Bom, bonito, barato, divertido. Está aberta a temporada dos ensaios técnicos das agremiações carnavalescas na Marquês de Sapucaí. No primeiro fim de semana, Unidos de Padre Miguel, Unidos da Tijuca e Mocidade Independente (Especial) e União do Parque Acari, Em Cima da Hora, Inocentes de Belford Roxo e União da Ilha (Série Ouro, ou divisão de acesso) esquentaram os tamborins numa passarela com acesso livre. Programão, que se estende até 23 de fevereiro e permite – quase – tudo: ao público é facultado o direto de entrar com capa de chuva, carrinho de bebê, alimentos e bebidas para consumo individual por pessoa, garrafas plásticas e copos térmicos, latas e bolsas térmicas. É o momento em que o sofrido morador do subúrbio, que vive com salário-mínimo, pode ocupar os tablados dos supercamarotes, cujas entradas não saem por menos de R$ 1 mil no cortejo oficial. Imortal vitória da ilusão, nas palavras do eterno Aldir Blanc e de Moacyr Luz.
O Rio é mais bonito na leveza do esquenta no Carnaval de números superlativos – são 28 escolas a cruzarem os 700 metros da Avenida, sendo que as da elite da folia poderão ensaiar duas vezes. No domingo (26), eu vi vendedores ambulantes aos montes, aproveitando para faturar um qualquer. Idosos, adultos e crianças driblavam as já conhecidas dificuldades da precariedade do transporte público – maximizadas aos domingos – por momentos de alegria a baixo custo. No metrô, um animado grupo de holandeses conversava animado antes do desembarque na Praça Onze – pela primeira vez aportavam na meca do samba carioca.

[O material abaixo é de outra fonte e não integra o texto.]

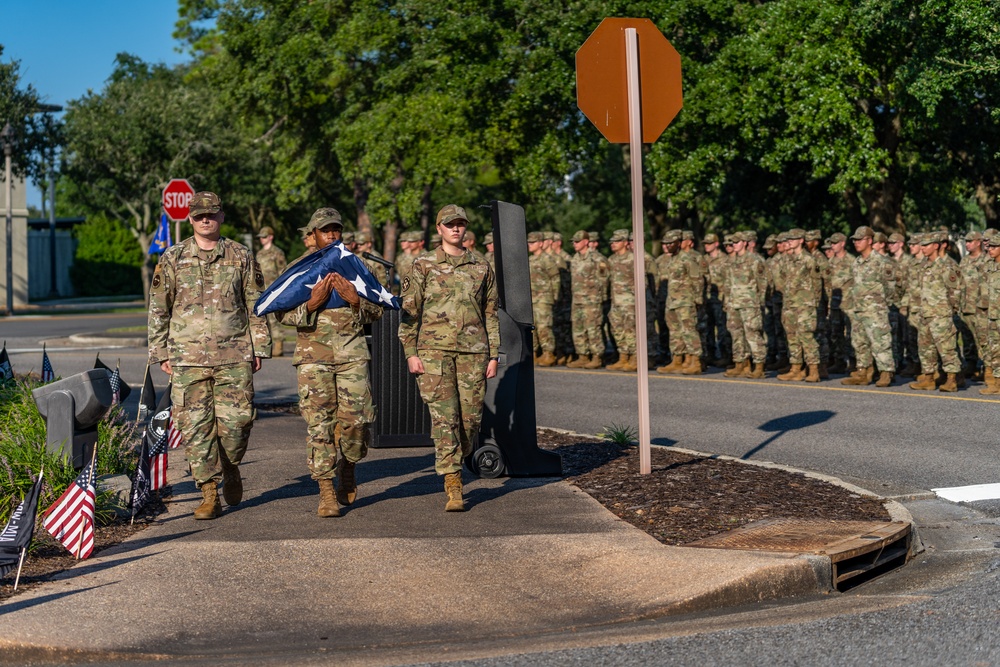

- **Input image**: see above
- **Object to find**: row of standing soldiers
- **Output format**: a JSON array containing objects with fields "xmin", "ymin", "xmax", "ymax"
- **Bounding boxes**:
[{"xmin": 528, "ymin": 226, "xmax": 1000, "ymax": 394}]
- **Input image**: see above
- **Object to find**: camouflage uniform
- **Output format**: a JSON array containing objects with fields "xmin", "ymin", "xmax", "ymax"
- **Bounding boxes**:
[
  {"xmin": 781, "ymin": 235, "xmax": 823, "ymax": 366},
  {"xmin": 608, "ymin": 229, "xmax": 636, "ymax": 355},
  {"xmin": 663, "ymin": 232, "xmax": 705, "ymax": 357},
  {"xmin": 148, "ymin": 224, "xmax": 271, "ymax": 489},
  {"xmin": 399, "ymin": 245, "xmax": 500, "ymax": 475},
  {"xmin": 850, "ymin": 243, "xmax": 896, "ymax": 373},
  {"xmin": 723, "ymin": 243, "xmax": 767, "ymax": 364},
  {"xmin": 917, "ymin": 241, "xmax": 963, "ymax": 374},
  {"xmin": 257, "ymin": 235, "xmax": 288, "ymax": 357},
  {"xmin": 570, "ymin": 232, "xmax": 611, "ymax": 358}
]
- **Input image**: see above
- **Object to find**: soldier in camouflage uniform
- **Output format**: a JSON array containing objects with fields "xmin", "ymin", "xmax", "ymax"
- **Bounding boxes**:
[
  {"xmin": 566, "ymin": 231, "xmax": 611, "ymax": 368},
  {"xmin": 829, "ymin": 232, "xmax": 854, "ymax": 373},
  {"xmin": 399, "ymin": 204, "xmax": 500, "ymax": 512},
  {"xmin": 723, "ymin": 234, "xmax": 767, "ymax": 379},
  {"xmin": 608, "ymin": 229, "xmax": 639, "ymax": 372},
  {"xmin": 702, "ymin": 234, "xmax": 732, "ymax": 368},
  {"xmin": 910, "ymin": 232, "xmax": 964, "ymax": 392},
  {"xmin": 955, "ymin": 231, "xmax": 989, "ymax": 378},
  {"xmin": 979, "ymin": 229, "xmax": 1000, "ymax": 396},
  {"xmin": 841, "ymin": 226, "xmax": 896, "ymax": 387},
  {"xmin": 528, "ymin": 232, "xmax": 559, "ymax": 366},
  {"xmin": 257, "ymin": 227, "xmax": 288, "ymax": 357},
  {"xmin": 778, "ymin": 228, "xmax": 823, "ymax": 382},
  {"xmin": 278, "ymin": 208, "xmax": 382, "ymax": 517},
  {"xmin": 656, "ymin": 230, "xmax": 706, "ymax": 375},
  {"xmin": 148, "ymin": 192, "xmax": 271, "ymax": 519}
]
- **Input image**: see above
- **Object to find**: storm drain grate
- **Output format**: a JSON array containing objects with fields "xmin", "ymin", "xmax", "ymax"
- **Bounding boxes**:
[{"xmin": 684, "ymin": 519, "xmax": 911, "ymax": 591}]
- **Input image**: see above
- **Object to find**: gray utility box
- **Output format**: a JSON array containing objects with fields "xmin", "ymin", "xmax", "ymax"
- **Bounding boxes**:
[{"xmin": 31, "ymin": 368, "xmax": 112, "ymax": 470}]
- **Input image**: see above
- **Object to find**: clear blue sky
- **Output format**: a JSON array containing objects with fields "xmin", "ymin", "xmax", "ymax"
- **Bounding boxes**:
[{"xmin": 0, "ymin": 0, "xmax": 187, "ymax": 208}]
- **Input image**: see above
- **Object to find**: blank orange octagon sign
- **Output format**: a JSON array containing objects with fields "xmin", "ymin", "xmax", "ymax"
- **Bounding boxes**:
[{"xmin": 576, "ymin": 18, "xmax": 684, "ymax": 144}]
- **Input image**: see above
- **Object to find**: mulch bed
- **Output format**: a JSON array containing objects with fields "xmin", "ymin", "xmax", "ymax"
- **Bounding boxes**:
[
  {"xmin": 0, "ymin": 428, "xmax": 889, "ymax": 601},
  {"xmin": 538, "ymin": 429, "xmax": 889, "ymax": 545}
]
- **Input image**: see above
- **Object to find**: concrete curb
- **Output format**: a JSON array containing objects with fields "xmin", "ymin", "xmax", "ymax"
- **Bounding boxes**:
[{"xmin": 539, "ymin": 426, "xmax": 924, "ymax": 597}]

Ensaio técnico é sobretudo o Rio plural que dá certo, atesta mestre Marcão, que fez história no comando da bateria do Salgueiro por 15 anos e hoje defende o pavilhão amarelo e azul do Paraíso do Tuiuti.
“Isso aqui é pura conexão do Carnaval com o povo. A gente não pode perder isso, jamais”, disse-me o ritmista, que há anos também dá luxuosa assistência à bateria da Inocentes de Belford Roxo, ajudando nas bossas, afinações, sustentação e equilíbrio de timbres.

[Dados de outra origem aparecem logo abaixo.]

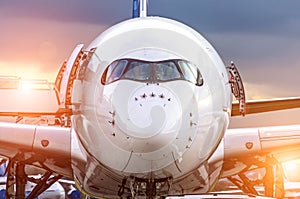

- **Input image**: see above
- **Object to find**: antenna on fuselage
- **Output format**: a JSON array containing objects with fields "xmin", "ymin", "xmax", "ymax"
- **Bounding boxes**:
[{"xmin": 132, "ymin": 0, "xmax": 148, "ymax": 18}]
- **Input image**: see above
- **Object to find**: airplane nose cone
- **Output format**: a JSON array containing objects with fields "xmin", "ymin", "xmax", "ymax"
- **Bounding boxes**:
[{"xmin": 127, "ymin": 85, "xmax": 182, "ymax": 139}]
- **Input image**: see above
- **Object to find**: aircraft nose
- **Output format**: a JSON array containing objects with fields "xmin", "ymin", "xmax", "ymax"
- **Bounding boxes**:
[{"xmin": 127, "ymin": 84, "xmax": 182, "ymax": 139}]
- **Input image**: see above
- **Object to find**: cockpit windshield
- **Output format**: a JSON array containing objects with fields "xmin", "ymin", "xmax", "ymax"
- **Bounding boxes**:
[{"xmin": 101, "ymin": 59, "xmax": 203, "ymax": 86}]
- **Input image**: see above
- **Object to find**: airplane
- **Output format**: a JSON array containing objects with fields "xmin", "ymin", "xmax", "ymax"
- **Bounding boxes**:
[{"xmin": 0, "ymin": 0, "xmax": 300, "ymax": 198}]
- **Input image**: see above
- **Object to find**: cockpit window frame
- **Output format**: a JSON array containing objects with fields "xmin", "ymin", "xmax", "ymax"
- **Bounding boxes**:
[{"xmin": 101, "ymin": 59, "xmax": 203, "ymax": 86}]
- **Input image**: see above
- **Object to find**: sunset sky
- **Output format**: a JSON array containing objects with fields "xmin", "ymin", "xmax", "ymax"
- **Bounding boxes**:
[{"xmin": 0, "ymin": 0, "xmax": 300, "ymax": 126}]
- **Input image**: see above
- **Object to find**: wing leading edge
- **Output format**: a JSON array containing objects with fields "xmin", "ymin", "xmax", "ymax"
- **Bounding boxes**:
[
  {"xmin": 0, "ymin": 122, "xmax": 72, "ymax": 177},
  {"xmin": 231, "ymin": 97, "xmax": 300, "ymax": 116}
]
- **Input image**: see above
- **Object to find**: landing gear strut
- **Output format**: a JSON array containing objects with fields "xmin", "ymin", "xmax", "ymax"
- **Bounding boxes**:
[
  {"xmin": 118, "ymin": 177, "xmax": 172, "ymax": 199},
  {"xmin": 6, "ymin": 153, "xmax": 62, "ymax": 199}
]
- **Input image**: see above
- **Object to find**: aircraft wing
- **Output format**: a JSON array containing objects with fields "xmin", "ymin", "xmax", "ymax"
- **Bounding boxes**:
[
  {"xmin": 0, "ymin": 122, "xmax": 74, "ymax": 177},
  {"xmin": 231, "ymin": 97, "xmax": 300, "ymax": 116},
  {"xmin": 222, "ymin": 125, "xmax": 300, "ymax": 177}
]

Quem chega cedo às frisas, logo trata de ocupar um lugar coladinho à grade que separa a plateia da Avenida. As crianças normalmente sobem nas grades, para conseguirem visão melhor dos cortejos. Caixas térmicas abastecidas com bebidas são bem-vindas. Quem não leva víveres, porém, pode comprar comidas e bebidas dos inúmeros ambulantes. A vendedora Kamille Caetano del Puppo, moradora de Parada Morabi, Duque de Caxias, tentava convencer os clientes de que sua cerveja era “a mais gelada da Sapucaí”. Os dois filhos, pequenos, a aguardavam no lado de fora da Marquês. Sem lamentos. É preciso sobreviver à dura dinâmica da metrópole. No sábado, ensaio das escolas mais ricas, as vendas foram boas, ela me disse, e lhe renderam quase R$ 1 mil.
Ao lado, Rodrigo Machado, segundo mestre-sala da União do Parque Acari, conversava com sua companheira de dança, a porta-bandeira Tamires Ribeiro, após a apresentação da agremiação da Zona Norte carioca. A escola superou, no ano passado, um episódio triste – as fortes chuvas destruíram parte do vestuário das baianas e 640 fantasias –, e conseguiu se manter no grupo que dá acesso à folia.
Superação é a tônica de muitas histórias nessa avenida popular. Esqueça as dores e os “ais”. Começou a festa mais democrática do Rio. Que bom!